Created by the Nevada Legislature in 1985 through a quarter-cent sales tax, the CCRFCD oversees a network so staggeringly large, it’s amazing we can take it for granted. There are 91 detention basins and 612 miles of flood channels—some above ground, much of it below—threaded through the Valley, says CCRFCD spokeswoman Erin Neff, with another 34 basins and 205 miles of channels planned for construction over the next 20 to 30 years.
The channels sit bone-dry most of the year. A sizeable homeless population occupies the belowground channels, but the aboveground network—concrete arroyos and other giant, futuristic-looking constructions—have been hidden in plain sight, until now. From September 29 through November 10, UNLV’s Donna Beam Gallery will present Peripheral Flood Control Structures of Las Vegas, a show by the Center for Land Use Interpretation that reimagines those aboveground flood channels as land art, in the spirit of Michael Heizer’s City.
It makes sense. The channels and basins are striking in their austere way. And though the CCRFCD didn’t authorize the show (Neff surmises it was shot with drones), the agency looks forward to seeing its work in a new light. “We’ve always considered these facilities to be very artistic,” Neff says.
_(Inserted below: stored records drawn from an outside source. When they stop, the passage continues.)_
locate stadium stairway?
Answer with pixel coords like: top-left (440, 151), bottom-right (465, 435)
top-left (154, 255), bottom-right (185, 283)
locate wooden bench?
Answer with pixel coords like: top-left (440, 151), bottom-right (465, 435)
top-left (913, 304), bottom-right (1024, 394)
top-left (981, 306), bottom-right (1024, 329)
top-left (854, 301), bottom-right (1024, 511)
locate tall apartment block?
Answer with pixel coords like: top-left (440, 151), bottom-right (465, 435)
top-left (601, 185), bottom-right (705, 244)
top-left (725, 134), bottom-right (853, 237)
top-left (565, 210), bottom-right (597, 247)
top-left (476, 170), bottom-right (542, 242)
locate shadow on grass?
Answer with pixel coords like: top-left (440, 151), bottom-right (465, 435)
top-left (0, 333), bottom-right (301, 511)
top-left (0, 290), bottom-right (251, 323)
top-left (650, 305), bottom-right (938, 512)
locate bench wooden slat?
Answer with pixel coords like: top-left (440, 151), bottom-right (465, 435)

Unfortunately, the channels have something else in common with Heizer’s work: They’re largely off-limits to visitors. (Neff admits that’s tough to enforce: One basin, at the base of the Spring Mountains, has become a very unofficial off-road driving and shooting range.) But you might have visited some detention basins and not known it: Charlie Frias and Desert Breeze parks are designed to be used “360 days a year,” Neff says. Meaning: On those other five days, be somewhere else.